La publication de cet article ne doit pas surprendre. Depuis le milieu des années 1950, la cité costarmoricaine marque un intérêt prononcé pour le développement technologique et accueille même, à partir de 1963, un important laboratoire du Centre national d’études des télécommunications. On comprend donc que la presse locale s’intéresse à un secteur qui pèse dans l’emploi local même si, au final, le produit dont il est question ici ne concerne que peu de monde.
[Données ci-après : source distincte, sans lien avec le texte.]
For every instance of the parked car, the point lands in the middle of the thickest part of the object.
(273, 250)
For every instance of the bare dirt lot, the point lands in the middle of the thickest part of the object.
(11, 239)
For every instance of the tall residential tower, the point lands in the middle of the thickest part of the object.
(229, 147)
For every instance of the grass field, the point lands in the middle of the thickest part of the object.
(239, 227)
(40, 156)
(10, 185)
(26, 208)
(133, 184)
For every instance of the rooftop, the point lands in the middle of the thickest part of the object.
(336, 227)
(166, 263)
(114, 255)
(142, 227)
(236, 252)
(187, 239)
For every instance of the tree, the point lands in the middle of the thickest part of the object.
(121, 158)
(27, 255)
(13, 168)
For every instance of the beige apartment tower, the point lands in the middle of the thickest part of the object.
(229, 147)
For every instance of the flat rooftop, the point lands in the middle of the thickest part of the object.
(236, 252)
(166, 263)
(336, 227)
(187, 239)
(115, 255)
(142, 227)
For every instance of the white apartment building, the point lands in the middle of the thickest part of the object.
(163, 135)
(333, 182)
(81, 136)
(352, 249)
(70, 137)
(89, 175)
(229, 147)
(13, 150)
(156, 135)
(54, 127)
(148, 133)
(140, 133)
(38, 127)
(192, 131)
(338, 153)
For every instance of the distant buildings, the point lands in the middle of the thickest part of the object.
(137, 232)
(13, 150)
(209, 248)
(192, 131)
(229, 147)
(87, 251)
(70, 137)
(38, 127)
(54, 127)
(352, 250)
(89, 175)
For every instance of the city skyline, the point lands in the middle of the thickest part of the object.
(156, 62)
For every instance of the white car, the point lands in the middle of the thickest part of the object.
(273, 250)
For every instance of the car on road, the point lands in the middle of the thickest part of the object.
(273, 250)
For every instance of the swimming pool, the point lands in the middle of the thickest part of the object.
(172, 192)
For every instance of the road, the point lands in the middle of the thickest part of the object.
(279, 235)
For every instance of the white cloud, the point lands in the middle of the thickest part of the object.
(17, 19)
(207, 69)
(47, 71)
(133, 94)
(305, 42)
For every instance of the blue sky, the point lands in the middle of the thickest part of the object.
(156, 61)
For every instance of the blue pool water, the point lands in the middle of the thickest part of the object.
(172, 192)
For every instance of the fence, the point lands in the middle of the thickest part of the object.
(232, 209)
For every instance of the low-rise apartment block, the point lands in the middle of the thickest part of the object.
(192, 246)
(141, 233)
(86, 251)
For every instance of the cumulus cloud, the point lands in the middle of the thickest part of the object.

En effet, les chiffres évoqués dans l’article donnent aujourd’hui le vertige. On y apprend ainsi qu’en 1964, le nombre de téléphones pour 100 habitants est de 11,85 alors qu’en 2008 on compte 68 millions de téléphones portables en France ! Si les régions parisienne, lyonnaise et marseillaise sont de ce point de vue les plus développées, les Côtes-du-Nord et le Morbihan comptent parmi les départements où l’on recense le moins de terminaux. Et encore faut-il préciser que ceux-ci sont reliés à des centraux manuels, où une opératrice vous connecte à la ligne du correspondant que vous souhaitez joindre. On comprend dès lors mieux en quoi consiste le fameux téléphone automatique que 80% des abonnés devraient posséder en 1970 à en croire l’Echo de Lannion

« – Vous demandez ? – Le 747 48 ! Voilà une heure que j’appelle ! » Carte postale satirique datant d’avant la Seconde Guerre mondiale. Collection particulière.

En définitive, le principal défaut de la « loi de Chaplin » est de masquer le rythme du progrès. Loin d’être constant, celui-ci s’effectue parfois au gré de surprenantes accélérations du temps, dont rend parfaitement compte l’article de cet hebdomadaire breton. Car si l’on ne compte que six millions d’abonnés au téléphone en 1964, on n’en recense que deux dix ans plus tôt ! Plus intéressant encore, les équipes du CENT de Lannion commencent dix ans plus tard, avec leurs collègues rennais, à développer les premières technologies télématiques, ancêtre de l’internet qui nous est aujourd’hui si indispensable et qui vous permet de lire cet article.

Erwan LE GALL

 

1 « 80 pour cent des abonnés au téléphone posséderont l’automatique en 1970 », L’Echo de Lannion, n°947, 11 septembre 1965, p. 1.